Friday, August 1, 2014

Confidence...

If you ask someone who knows me, they would likely tell you that I am a confident, successful woman. If you ask close family, they would tell you the same unless you specifically asked about physical beauty or something.  Which I hope you wouldn't because that would be odd. But if you ask me, you would likely be stuck listening to a stream of conscious answer about how I am confident but I'm not when it comes to this or that. But, really, I am. And the one way conversation would continue until you got up and left, but don't worry. I wouldn't stop telling my story. Likely, my hands would be moving so fast because I am a gesture talker and nowadays my eyes would be glued to Shy so I wouldn't even know you left.

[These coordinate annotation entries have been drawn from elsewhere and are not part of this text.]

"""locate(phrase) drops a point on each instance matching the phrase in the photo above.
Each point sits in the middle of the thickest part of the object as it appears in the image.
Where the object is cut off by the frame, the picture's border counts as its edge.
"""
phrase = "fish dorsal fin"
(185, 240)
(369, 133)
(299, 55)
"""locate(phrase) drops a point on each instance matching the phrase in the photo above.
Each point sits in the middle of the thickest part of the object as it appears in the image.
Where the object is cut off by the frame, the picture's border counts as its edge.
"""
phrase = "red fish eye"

I finally finished maternity and returned to work. It's been much better than expected, but it's not easy.  I struggle daily wondering if I made the right decision. I cannot even tell you how many times I sit in my office, mindlessly returning work-related emails wondering how this can be considered reason to leave Shyam. And then I think about quitting and all of a sudden, I am filled with the guilt of leaving a well paying, secure job AFTER having a baby (and lusting after having three more). There is no right answer as I have been told numerous times. I think the key is to be confident in the route you choose.  So I am confidently ending this saga-related post and giving you a glimpse into what we have been up to during Shyam's first summer!

Shyam at 4 months old!

Gosh, where do I start. Well, first of all, we had a huge breakthrough. Shy no longer hates baths! And you will never guess what turned the tables. The pool!  That morning, we gave him a bath and he wailed. So much that my mom came upstairs wondering what we were doing to her grandchild. And for some reason, later that day, S and I decided it would be wise to put this bath-hating baby in the world's biggest bath. Don't ask us why. But thank goodness we did. He loved it! Maybe it's because it was cooler water. Or outside where there was lots to distract him.  Or because daddy was holding him.  I don't know, but the next day, we gave him a bath and the world was right side up again. Hallelujah!

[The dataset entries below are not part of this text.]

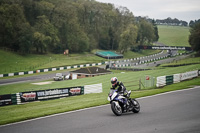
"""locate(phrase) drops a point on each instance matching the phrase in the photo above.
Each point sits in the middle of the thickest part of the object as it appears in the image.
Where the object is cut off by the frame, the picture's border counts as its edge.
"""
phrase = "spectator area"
(109, 55)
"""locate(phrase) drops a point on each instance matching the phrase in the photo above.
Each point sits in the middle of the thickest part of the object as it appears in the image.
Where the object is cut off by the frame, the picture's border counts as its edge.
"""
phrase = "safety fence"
(176, 78)
(40, 95)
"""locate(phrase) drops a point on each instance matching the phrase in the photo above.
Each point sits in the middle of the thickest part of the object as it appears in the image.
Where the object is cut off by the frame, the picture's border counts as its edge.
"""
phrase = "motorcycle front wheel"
(136, 106)
(116, 108)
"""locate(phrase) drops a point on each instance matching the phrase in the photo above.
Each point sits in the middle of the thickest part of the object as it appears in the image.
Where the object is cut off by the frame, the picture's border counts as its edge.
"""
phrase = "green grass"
(132, 78)
(173, 35)
(12, 62)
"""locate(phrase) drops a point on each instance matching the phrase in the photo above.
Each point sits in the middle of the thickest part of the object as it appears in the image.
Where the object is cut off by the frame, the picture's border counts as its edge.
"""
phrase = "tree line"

Since we last talked, Shy has become a master roller. He is all sorts of mobile these days, scooting around.  Like last night when he tried to get into his super high cobra stretch. Underneath the couch.  Suffice it to say there was some complaining when I found him. My parents have since come and gone, helping me transition from my awesome stay-at-home gig to my less-than-awesome return to work (a job that I love, by the way). While my parents were here, we packed up the entire Patel clan and headed to New York City for the 4th of July. We may have been the only people in all of NYC who had a baby out at 10PM.  He's quite the trooper. And for the record, he did fine and bounced back to schedule after a day or two.


Shy's eating solids now! And I haven't given up my cloth diapers either. You know how much I love my cloth. And surprisingly, poop isn't really that bad.


But, mostly, he's just getting bigger and becoming more active. He loves to talk and babble, just like his parents. And he's much more opinionated.  Don't think one toy will keep him entertained for a full ten minutes like it used to.  He will grab it from you and throw it down. And he's so strong! He has started to pick things up. Like our glasses from the dining table. And of course, with the rolling came the love of his tummy. We know he's going to sleep for hours when we lay him down and he immediately flips over. He's a tummy sleeper, no matter what I do!



In the end, I am confident in my ability to gauge the day by day. I know regardless of what I do, there will always be guilt and I have come to accept this. I think it's really a guilt we put on ourselves because certainly no one makes me feel inadequate. But, deep down, I know the most important thing is Shyam is loved, happy, and cared for. And I appreciate every darn minute I can squeeze from my day when it is spent with him. I mean, look at that smile!